With modern treatment most children with acute lymphoblastic leukemia (ALL) survive without relapse. However, for children who relapse the prognosis is still poor, especially in children with T-cell phenotype (T-ALL) and remains the major cause of death. The exact mechanism of relapse is currently not known. While contribution of RNA processing alteration has been linked to other hematological malignancies, its contribution in pediatric T-ALL may provide new insights.

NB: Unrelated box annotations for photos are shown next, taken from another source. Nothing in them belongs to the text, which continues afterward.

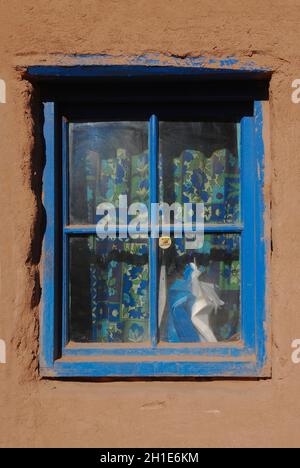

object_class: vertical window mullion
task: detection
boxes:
[149,115,158,347]
[61,117,70,349]
[240,117,256,350]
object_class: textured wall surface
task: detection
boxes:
[0,0,300,447]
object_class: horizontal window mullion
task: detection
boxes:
[64,224,151,237]
[163,224,244,236]
[64,224,244,238]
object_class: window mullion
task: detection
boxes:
[149,115,159,347]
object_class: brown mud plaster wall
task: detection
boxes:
[0,0,300,447]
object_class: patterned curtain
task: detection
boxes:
[88,149,149,343]
[161,149,240,342]
[86,144,240,342]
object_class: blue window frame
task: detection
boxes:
[37,67,270,377]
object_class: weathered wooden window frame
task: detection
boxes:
[28,66,270,377]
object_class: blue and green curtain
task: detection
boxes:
[86,144,240,343]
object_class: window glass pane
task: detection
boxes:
[69,236,149,343]
[159,234,240,342]
[69,122,149,224]
[159,122,240,223]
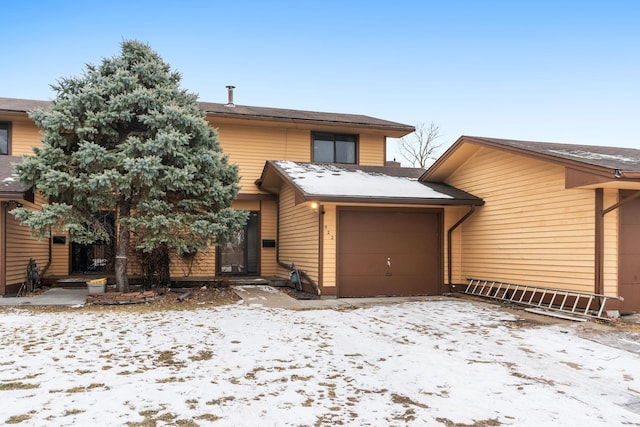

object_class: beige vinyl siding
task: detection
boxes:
[0,116,41,156]
[603,189,620,295]
[358,134,386,166]
[321,205,338,295]
[278,186,319,283]
[447,148,595,292]
[5,202,49,285]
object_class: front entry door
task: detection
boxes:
[71,211,115,274]
[217,212,260,275]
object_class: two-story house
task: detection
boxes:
[0,94,640,312]
[0,94,482,296]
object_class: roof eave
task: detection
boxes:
[206,111,415,138]
[296,192,484,206]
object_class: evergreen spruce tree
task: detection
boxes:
[12,41,246,292]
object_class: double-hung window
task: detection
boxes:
[312,132,358,164]
[0,122,9,155]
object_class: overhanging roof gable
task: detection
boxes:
[258,161,483,205]
[420,136,640,185]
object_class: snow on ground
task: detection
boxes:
[0,300,640,426]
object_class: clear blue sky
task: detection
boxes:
[0,0,640,164]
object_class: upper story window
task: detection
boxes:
[0,122,9,155]
[312,132,358,164]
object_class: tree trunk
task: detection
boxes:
[158,243,171,286]
[115,200,131,292]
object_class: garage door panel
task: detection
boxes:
[338,210,442,296]
[340,254,388,276]
[340,230,433,253]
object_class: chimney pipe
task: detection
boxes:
[225,85,236,107]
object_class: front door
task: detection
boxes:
[217,211,260,275]
[71,211,115,274]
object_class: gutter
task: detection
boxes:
[447,205,476,292]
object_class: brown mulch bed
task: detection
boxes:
[86,283,240,309]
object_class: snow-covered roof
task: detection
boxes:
[469,137,640,171]
[259,161,482,205]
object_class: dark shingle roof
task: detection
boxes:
[461,136,640,171]
[0,98,415,136]
[258,161,483,205]
[200,102,414,133]
[0,98,50,113]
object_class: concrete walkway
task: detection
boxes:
[233,286,444,310]
[0,288,89,307]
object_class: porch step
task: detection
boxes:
[43,275,289,288]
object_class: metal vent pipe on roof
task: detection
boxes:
[225,85,236,107]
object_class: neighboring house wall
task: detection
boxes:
[7,115,41,156]
[447,148,616,292]
[604,189,620,295]
[359,134,387,166]
[278,185,320,283]
[5,201,49,291]
[321,204,338,295]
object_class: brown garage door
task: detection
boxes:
[618,192,640,313]
[338,209,442,297]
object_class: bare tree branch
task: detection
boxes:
[399,122,442,168]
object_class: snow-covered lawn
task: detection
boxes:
[0,300,640,426]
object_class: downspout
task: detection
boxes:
[40,226,53,279]
[276,195,320,295]
[593,188,604,295]
[594,188,640,295]
[447,205,476,292]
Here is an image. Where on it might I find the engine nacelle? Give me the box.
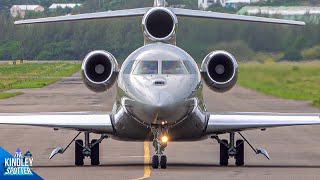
[81,50,119,92]
[142,7,178,42]
[201,51,238,93]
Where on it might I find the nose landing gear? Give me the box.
[151,125,168,169]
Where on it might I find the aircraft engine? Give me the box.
[142,7,178,41]
[201,51,238,93]
[81,50,119,92]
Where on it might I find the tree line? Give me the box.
[0,0,320,61]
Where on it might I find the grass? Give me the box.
[0,92,23,99]
[238,61,320,106]
[0,62,81,99]
[0,62,81,77]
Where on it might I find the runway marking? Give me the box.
[133,140,151,180]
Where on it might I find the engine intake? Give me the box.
[81,50,119,92]
[142,7,178,41]
[201,51,238,93]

Almost all human genes express more than one alternative splice isoform. Thus, gene modulation producing a diverse repertoire of the transcriptome and proteome have become a significant molecular marker of cancer and a potential therapeutic vulnerability. To study this, we performed RNA-sequencing analysis on patient-derived samples followed by splice isoform-specific PCR. We uncovered a distinct RNA splice isoform expression pattern characteristic for relapse samples compared to the leukemia samples from the time of diagnosis. We also identified deregulated splicing and apoptosis pathways specific for relapse T-ALL. Moreover, patients with T-ALL displayed pro-survival splice isoform switching favoring pro-survival isoforms compared to normal healthy stem cells. Cumulatively, pro-survival isoform switching and DFFB isoform regulation of SOX2 and MYCN may play a role in T-ALL proliferation and survival, thus serving as a potential therapeutic option.